Iraq war and disarmament double standards
NEW YORK-- The United States, which has virtually abandoned multilateralism in favour of unilateralism, is also undermining the international disarmament machinery created over the past couple of decades.

The International Atomic Energy Agency (IAEA) and the UN Monitoring, Verification and Inspection Commission (UNMOVIC) are the only two international agencies legally mandated to declare whether or not Iraq possesses weapons of mass destruction.
But last week the Bush administration declared that neither of the two agencies would be permitted to go back to US-occupied Iraq.

IAEA Director-General Mohamed ElBaredei says his agency continues to be the "sole organisation with legal powers derived both from the nuclear Non-Proliferation Treaty (NPT) and successive Security Council resolutions to verify Iraq's nuclear disarmament.''

Hans Blix, head of UNMOVIC, says it would be advisable for US military forces to forego their search and permit an international team of arms inspectors to verify Iraq's nuclear, biological and chemical weapons.

Such an international verification process would also have more credibility -- particularly at a time when there is widespread speculation that the US may "plant" its own weapons and then blame the Iraqis.

Last month US and British intelligence sources produced a letter purportedly sent by Iraq to Niger relating to the purchase of uranium for Iraq's nuclear weapons programme.
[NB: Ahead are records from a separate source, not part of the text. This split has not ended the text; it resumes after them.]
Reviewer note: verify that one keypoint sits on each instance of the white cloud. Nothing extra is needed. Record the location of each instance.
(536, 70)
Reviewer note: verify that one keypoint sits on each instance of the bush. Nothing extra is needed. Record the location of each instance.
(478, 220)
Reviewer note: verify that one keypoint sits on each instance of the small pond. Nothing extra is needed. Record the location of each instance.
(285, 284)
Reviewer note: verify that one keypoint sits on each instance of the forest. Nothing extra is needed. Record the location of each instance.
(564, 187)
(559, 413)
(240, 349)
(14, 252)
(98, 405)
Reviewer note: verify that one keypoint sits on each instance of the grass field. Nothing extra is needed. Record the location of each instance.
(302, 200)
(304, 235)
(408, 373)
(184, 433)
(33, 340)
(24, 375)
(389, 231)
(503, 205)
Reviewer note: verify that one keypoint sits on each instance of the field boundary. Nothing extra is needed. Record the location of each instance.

But the IAEA discovered the letter was a fake.

At the international level, the US has walked away from several disarmament treaties, including the 1972 Anti-Ballistic Missile Treaty which it has abrogated.

The US has also said it has no plans to seek ratification of the 1996 Comprehensive Test Ban Treaty (CTBT); is not a party to the anti-landmine convention; and has rejected an inspection and verification programme for the biological weapons treaty.

Jayantha Dhanapala, former Sri Lankan Ambassador to the US and currently UN Under-Secretary-General for Disarmament Affairs, is disappointed by the growing trend against multilateral diplomacy to achieve disarmament. "There is a general feeling that the disarmament machinery is just not working," he complains.

Dhanapala points out that calls in 1978 for the prevention of outer space being converted into another arena for war are being overtaken by concrete plans today for the weaponisation of outer space and new physical principles in weapons.

Addressing a predominantly American audience, including US congressmen and senators, at the Alan Cranston Peace Award in San Francisco last week, Dhanapala posed the question: "Do we seriously believe we can ensure forever the indefinite possession of weapons of mass destruction to a chosen few while others are denied them selectively by the use of force?"

The world's only five declared nuclear powers are all veto-wielding permanent members of the Security Council: the US, Britain, France, Russia and China.

The three countries outside of the Security Council possessing nuclear weapons are India, Pakistan and Israel. For the first time last week, the North Koreans publicly declared that they have successfully developed nuclear weapons, although this has long remained an open secret.

When US President George W. Bush recently enunciated his new military doctrine of "pre-emptive" strikes on countries developing weapons of mass destruction, he specifically warned Iraq, Iran, and North Korea to clean up their acts or face dire consequences.

But he deliberately left out Israel, India and Pakistan from his potential "hit list". With Iraq as the first military casualty of the "pre-emptive" doctrine, there is now a call for an even-handed US policy on nuclear, biological and chemical weapons.

The first salvo was fired last week when Syria circulated a draft resolution in the 15-member U.N. Security Council calling for the establishment of a "nuclear weapons free zone (NWFZ) in the Middle East."

There have been three similar regional initiatives - one by Iran in 1974, a second by Egypt in 1985 and a third by Syria in 1989 - all of which never got off the ground. The current draft resolution in the Security Council is implicitly directed at Israel, the only Middle East nation armed with nuclear weapons.

But the current initiative is likely to fail because Washington would block any attempts at disarming Israel, a staunch US ally which is also the recipient of over $3 billion in outright American military and economic grants annually.

For several years now, most of the Arab states have refused to declare their imports and exports of conventional weapons in the UN Arms Register published annually - "until Israel declares its weapons of mass destruction."

Last week, the Washington Post quoted US intelligence sources as saying that Israel may have as many as 300 nuclear weapons and missile warheads. Joseph Cirincione, lead author of "Deadly Arsenals: Tracking Weapons of Mass Destruction," says that if there is one assumption that will certainly still be true after the Iraq war, it is that the existence and spread of nuclear, biological and chemical weapons will remain an urgent public concern and policy problem.

The bottom line, he argues, is that "you cannot get rid of chemical, biological or nuclear weapons programmes in Arab countries unless you also address the elimination of Israel's nuclear and chemical programmes."